CalOptima generated an annual list of insured children eligible for participation in the BM program. Parents of eligible children were contacted and offered care. Those who agreed to participate were designated the BM cohort; those who did not, the UC cohort. The reasons for not enrolling in the BM cohort included: unable to contact family (>50%), family preference, those who were scheduled to be seen but did not show up to their appointment, and children who had received care with an asthma specialist in the previous 12 months. All patients were offered the CalOptima disease management intervention prior to referral to the BM program. The intervention included reminder letters for tests and recommended immunizations, quarterly screening and monitoring by a disease management coordinator, quarterly educational paper mailings reviewing self-management techniques, and a list of self-management classes. Patients were referred for care in the BM program from July 2011 to April 2013. Eligibility criteria specific to this study included: being 18 years or younger, diagnosis of asthma (International Classification of Diseases, Ninth Revision, Clinical Modification [ICD-9-CM] codes 493.0-493.9) documented in encounter data, and being considered high risk. The criteria for being considered high risk are: persistent asthma as defined by HEDIS criteria 29 and validated in the article by Schatz et al,30 ≥2 courses of OCS, and/or ≥2 ED visits (ICD-9-CM codes 493.0-493.9), and/or ≥1 IP stay (ICD-9-CM codes 493.0-493.9) in the previous 12 months. Other criteria included Hispanic ethnicity and a measurable AMR over the study period. Continuous CalOptima coverage during the entire study period was also required.

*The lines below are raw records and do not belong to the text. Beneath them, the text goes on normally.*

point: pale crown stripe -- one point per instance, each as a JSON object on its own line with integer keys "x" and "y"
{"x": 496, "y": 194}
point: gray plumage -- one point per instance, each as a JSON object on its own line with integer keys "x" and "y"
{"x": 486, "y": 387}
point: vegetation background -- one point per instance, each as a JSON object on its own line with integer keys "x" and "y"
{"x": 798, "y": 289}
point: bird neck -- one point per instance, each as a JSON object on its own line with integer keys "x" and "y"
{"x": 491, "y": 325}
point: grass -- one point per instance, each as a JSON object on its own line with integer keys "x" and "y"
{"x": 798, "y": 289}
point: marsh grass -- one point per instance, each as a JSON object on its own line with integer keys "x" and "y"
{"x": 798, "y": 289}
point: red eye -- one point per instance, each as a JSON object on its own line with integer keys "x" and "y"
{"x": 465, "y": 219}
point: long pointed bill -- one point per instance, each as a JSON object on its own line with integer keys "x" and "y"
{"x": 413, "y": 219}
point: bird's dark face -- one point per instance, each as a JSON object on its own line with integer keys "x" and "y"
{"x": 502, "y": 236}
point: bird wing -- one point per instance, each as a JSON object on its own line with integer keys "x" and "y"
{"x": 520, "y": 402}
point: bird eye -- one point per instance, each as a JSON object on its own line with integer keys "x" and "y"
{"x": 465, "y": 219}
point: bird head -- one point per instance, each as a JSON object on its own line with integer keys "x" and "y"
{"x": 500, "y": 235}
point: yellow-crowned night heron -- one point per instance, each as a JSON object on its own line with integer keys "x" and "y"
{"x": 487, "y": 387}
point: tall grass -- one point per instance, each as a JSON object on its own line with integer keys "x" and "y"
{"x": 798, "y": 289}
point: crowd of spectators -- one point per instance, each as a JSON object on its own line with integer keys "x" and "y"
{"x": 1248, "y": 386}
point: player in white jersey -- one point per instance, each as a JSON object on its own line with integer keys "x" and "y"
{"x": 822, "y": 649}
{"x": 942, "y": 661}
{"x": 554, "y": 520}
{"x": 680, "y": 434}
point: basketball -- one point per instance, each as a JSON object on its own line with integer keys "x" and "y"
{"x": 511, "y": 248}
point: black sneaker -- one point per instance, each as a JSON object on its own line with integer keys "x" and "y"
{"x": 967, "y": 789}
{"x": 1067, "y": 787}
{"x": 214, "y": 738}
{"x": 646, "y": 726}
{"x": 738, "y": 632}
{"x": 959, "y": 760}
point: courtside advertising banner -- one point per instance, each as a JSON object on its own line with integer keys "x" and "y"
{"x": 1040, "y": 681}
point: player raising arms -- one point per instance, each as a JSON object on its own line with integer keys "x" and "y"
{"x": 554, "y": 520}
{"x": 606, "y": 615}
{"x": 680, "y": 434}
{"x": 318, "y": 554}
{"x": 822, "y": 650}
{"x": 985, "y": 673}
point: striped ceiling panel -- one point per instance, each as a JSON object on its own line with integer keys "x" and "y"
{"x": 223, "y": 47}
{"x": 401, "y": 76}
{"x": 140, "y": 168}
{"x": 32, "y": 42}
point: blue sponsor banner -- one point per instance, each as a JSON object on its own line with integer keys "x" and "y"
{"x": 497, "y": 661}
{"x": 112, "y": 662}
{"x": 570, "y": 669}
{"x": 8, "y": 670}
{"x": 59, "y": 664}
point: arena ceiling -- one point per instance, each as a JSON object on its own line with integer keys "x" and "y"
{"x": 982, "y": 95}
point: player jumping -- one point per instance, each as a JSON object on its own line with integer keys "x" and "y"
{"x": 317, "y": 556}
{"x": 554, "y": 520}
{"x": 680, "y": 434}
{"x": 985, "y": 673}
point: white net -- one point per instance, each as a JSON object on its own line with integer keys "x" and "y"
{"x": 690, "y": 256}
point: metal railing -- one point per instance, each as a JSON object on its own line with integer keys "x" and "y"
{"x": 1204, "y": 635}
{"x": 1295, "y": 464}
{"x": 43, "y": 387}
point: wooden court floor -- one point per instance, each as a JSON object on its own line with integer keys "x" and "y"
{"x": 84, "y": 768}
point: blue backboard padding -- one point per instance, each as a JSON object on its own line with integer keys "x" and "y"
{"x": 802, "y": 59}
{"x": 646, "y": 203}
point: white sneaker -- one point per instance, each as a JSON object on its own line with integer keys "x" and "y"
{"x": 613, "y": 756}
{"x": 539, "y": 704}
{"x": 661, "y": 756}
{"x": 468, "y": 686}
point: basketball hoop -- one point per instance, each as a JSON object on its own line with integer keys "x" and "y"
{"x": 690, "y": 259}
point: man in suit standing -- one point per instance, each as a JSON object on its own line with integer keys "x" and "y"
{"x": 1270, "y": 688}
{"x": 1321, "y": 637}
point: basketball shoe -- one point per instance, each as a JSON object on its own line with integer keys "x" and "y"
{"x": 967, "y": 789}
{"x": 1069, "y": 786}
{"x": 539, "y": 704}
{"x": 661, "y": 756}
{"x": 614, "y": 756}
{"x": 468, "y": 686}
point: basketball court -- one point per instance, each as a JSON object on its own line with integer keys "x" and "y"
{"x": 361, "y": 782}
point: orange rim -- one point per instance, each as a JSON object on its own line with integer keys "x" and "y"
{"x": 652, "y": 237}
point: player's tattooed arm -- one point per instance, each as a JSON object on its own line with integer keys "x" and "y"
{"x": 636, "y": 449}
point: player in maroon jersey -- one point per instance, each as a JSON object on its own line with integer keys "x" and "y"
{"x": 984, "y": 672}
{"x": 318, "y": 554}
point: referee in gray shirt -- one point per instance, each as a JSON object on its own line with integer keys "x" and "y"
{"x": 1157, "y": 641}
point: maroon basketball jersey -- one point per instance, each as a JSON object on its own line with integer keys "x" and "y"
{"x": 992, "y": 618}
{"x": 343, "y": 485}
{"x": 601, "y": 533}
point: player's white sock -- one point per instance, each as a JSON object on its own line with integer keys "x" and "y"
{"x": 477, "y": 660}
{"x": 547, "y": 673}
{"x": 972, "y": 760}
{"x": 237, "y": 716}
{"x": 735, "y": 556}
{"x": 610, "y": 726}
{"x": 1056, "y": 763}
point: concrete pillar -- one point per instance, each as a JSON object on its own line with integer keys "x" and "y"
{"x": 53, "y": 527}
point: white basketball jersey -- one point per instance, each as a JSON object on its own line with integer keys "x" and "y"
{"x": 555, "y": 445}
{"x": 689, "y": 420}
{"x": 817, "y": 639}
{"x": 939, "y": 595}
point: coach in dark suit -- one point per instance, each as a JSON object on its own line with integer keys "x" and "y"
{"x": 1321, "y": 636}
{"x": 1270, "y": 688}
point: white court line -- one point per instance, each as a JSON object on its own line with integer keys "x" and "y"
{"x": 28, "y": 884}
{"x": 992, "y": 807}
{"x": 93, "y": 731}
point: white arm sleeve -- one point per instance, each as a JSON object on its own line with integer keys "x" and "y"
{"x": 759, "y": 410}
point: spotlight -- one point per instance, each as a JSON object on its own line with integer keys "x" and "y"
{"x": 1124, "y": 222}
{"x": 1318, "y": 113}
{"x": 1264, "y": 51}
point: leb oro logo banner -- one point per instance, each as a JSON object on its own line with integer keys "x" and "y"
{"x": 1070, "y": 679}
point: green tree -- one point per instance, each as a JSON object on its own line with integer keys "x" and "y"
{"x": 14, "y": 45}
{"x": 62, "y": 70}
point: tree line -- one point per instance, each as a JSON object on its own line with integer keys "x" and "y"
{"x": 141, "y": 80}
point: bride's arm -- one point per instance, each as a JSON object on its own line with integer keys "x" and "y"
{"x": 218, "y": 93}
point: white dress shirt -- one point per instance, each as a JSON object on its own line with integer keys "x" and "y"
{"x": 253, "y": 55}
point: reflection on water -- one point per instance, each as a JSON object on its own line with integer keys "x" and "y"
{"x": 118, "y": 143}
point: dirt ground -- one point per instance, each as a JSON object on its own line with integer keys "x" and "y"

Encounter and prescription claims recorded from January 1, 2011, to June 23, 2014, in an electronic health record system utilized by CalOptima were abstracted for 164 children who met study eligibility criteria (n = 72 BM group and n = 92 UC group). Encounter claims data included age, gender, race, date of service, location of visit, diagnosis code(s), Current Procedural Terminology code, place of service, and whether patient had continuous insurance coverage. Prescription (Rx) claims data included date filled, label name, drug type, and days supplied. National Drug Codes identifying asthma medications and the label name specified in the claim line were evaluated to qualify medication prescribed (Rx) as a reliever, controller, or oral corticosteroid for the purposes of calculating HEDIS AMR ([number of controllers Rx] ÷ [number of controllers Rx + number of relievers Rx]) during respective annual evaluation periods. Claims data were aggregated on an exposure period basis (pre- and post year) to determine total number of defined events. Exposure time for patients in the BM group was determined from date of initial BM visit. In the UC group, pre- and postyear claims data were provided by CalOptima. This protocol was reviewed and approved by the Children’s Hospital of Orange County Institutional Review Board.

Analysis

Study population characteristics were described in terms of valid percent of patients with a defined trait and the significance of between-intervention group (UC vs BM) differences assessed by χ2 test statistic.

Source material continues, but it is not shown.